双向数据处理模块100包括一个或多个存储计算一体化的计算阵列110,因此双向数据处理模块100可以包括多通道的输入端和多通道的输出端。该双向数据处理模块100用于执行计算任务,计算任务包括推理计算任务和训练计算任务。控制模块200用于将双向数据处理模块的工作模式切换为推理工作模式以执行推理计算任务,以及将双向数据处理模块的工作模式切换为训练工作模式以执行训练计算任务。例如,控制模块200可以实现为CPU、SoC、FPGA、ASIC等硬件或固件,或硬件或固件与软件的任何组合。参数管理模块300用于设置双向数据处理模块的权重参数。输入输出模块400在控制模块200的控制下,根据计算任务的输入数据生成计算输入信号,并将计算输入信号提供给双向数据处理模块,从双向数据处理模块接收计算输出信 号并根据计算输出信号生成输出数据。The bidirectional data processing module 100 includes one or more computing arrays 110 integrating storage and computing, so the bidirectional data processing module 100 may include multi-channel input terminals and multi-channel output terminals. The two-way data processing module 100 is used to execute computing tasks, and the computing tasks include reasoning computing tasks and training computing tasks. The control module 200 is used to switch the working mode of the bidirectional data processing module to the reasoning working mode to perform the reasoning calculation task, and switch the working mode of the bidirectional data processing module to the training working mode to perform the training calculation task. For example, the control module 200 can be implemented as CPU, SoC, FPGA, ASIC and other hardware or firmware, or any combination of hardware or firmware and software. The parameter management module 300 is used to set the weight parameters of the two-way data processing module. Under the control of the control module 200, the input-output module 400 generates a calculation input signal according to the input data of the calculation task, and provides the calculation input signal to the bidirectional data processing module, receives the calculation output signal from the bidirectional data processing module, and generates Output Data.

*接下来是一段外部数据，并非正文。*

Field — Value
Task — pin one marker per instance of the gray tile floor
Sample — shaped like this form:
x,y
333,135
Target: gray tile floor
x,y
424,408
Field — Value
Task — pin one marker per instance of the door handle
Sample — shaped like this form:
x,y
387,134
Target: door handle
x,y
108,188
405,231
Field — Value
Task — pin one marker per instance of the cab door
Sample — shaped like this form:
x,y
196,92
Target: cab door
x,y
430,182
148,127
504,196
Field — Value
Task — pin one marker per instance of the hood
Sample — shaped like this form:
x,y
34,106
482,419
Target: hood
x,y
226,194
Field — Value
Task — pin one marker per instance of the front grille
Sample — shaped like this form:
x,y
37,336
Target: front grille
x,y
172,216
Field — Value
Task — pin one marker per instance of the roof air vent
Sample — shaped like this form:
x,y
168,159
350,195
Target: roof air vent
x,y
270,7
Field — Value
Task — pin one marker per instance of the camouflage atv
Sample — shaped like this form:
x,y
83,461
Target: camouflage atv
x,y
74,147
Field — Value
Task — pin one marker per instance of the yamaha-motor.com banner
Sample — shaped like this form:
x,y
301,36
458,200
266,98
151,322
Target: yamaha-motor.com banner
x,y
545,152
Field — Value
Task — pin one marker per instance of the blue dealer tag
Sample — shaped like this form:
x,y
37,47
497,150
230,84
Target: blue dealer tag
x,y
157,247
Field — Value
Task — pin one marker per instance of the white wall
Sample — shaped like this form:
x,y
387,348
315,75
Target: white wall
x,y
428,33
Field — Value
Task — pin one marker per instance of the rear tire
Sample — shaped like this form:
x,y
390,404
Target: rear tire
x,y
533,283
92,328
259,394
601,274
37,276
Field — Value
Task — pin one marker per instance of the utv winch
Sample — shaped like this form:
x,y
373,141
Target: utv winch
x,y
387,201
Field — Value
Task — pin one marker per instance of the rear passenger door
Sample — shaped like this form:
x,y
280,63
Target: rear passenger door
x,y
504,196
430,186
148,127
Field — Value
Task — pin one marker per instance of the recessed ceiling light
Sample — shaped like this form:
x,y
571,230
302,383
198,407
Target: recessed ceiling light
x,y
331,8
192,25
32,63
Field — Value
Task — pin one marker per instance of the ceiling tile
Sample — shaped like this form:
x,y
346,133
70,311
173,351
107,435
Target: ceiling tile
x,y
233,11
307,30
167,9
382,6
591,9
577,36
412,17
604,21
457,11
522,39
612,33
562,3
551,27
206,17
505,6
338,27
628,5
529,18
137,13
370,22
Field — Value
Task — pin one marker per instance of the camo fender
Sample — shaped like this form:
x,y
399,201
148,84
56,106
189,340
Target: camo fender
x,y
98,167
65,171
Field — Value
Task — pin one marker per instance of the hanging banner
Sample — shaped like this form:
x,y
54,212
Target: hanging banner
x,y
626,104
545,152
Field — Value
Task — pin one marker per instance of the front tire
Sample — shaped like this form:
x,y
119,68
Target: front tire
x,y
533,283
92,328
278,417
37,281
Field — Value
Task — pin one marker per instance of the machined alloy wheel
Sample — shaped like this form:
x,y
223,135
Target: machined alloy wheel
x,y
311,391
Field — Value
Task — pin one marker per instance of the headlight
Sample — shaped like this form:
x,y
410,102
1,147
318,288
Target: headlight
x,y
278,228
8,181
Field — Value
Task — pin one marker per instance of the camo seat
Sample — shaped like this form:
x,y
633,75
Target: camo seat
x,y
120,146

例如,双向处理模块100的计算阵列110可以包括忆阻器阵列。忆阻器阵列用于实现存储计算一体化。忆阻器阵列可以包括阵列布置的多个忆阻器,每个忆阻器阵列可以采用图1B所示的结构,也可以采用其他能够执行矩阵乘法计算的结构,例如,构成忆阻器阵列的忆阻器单元不包括开关电路,或者忆阻器单元包括2T2R(即两个开关元件以及两个忆阻器单元)。For example, the computing array 110 of the bidirectional processing module 100 may include a memristor array. Memristor arrays are used to realize the integration of storage and computing. The memristor array may include a plurality of memristors arranged in an array, and each memristor array may adopt the structure shown in FIG. 1B, or other structures capable of performing matrix multiplication calculations, for example, the The memristor cell does not include a switching circuit, or the memristor cell includes 2T2R (ie, two switching elements and two memristor cells).
例如,参数管理模块300包括权重阵列写单元和权重阵列读单元。权重阵列写单元可以通过使用权重参数改变多个忆阻器中每个忆阻器的电导值,以便将权重参数写入忆阻器阵列。相对应地,权重阵列读单元可以从忆阻器阵列读取多个忆阻器中每个忆阻器当前的电导值,以便完成当前实际权重参数的读取,例如,被读取的实际权重参数与预设权重参数进行比较,从而确定是否需要重新设定权重参数。For example, the parameter management module 300 includes a weight array write unit and a weight array read unit. The weight array writing unit can change the conductance value of each memristor in the plurality of memristors by using the weight parameter, so as to write the weight parameter into the memristor array. Correspondingly, the weight array read unit can read the current conductance value of each memristor in the plurality of memristors from the memristor array, so as to complete the reading of the current actual weight parameter, for example, the actual weight to be read The parameters are compared with the preset weight parameters to determine whether the weight parameters need to be reset.
例如,在一个示例中,数据处理装置为了能够处理神经网络算法的推理计算任务和训练计算任务两个方向的任务,数据处理装置可以设置两套输入模块和两套输出模块,其中,一套输入模块和一套输出模块用于处理神经网络算法的推理计算任务的数据输入输出,另一套输入模块和另一套输出模块用于处理神经网络算法的训练计算任务的数据输入输出。在这种情况下,输入输出模块包括推理计算输入模块,推理计算输出模块,训练计算输入模块以及训练计算输出模块。例如,推理计算输入模块相当于本公开的第一输入子模块,推理计算输出模块相当于本公开的第一输出子模块,训练计算输入模块相当于本公开的第二输入子模块,训练计算输出模块相当于本公开的第二输出子模块。For example, in an example, in order to be able to handle the tasks of the inference calculation task and the training calculation task of the neural network algorithm, the data processing device can be provided with two sets of input modules and two sets of output modules, wherein one set of input The module and a set of output modules are used to process the data input and output of the inference calculation task of the neural network algorithm, and the other set of input modules and another set of output modules are used to process the data input and output of the training calculation task of the neural network algorithm. In this case, the input and output modules include an inference calculation input module, an inference calculation output module, a training calculation input module, and a training calculation output module. For example, the reasoning calculation input module is equivalent to the first input submodule of the present disclosure, the reasoning calculation output module is equivalent to the first output submodule of the present disclosure, the training calculation input module is equivalent to the second input submodule of the present disclosure, and the training calculation output module is equivalent to the second input submodule of the present disclosure. The module is equivalent to the second output sub-module of the present disclosure.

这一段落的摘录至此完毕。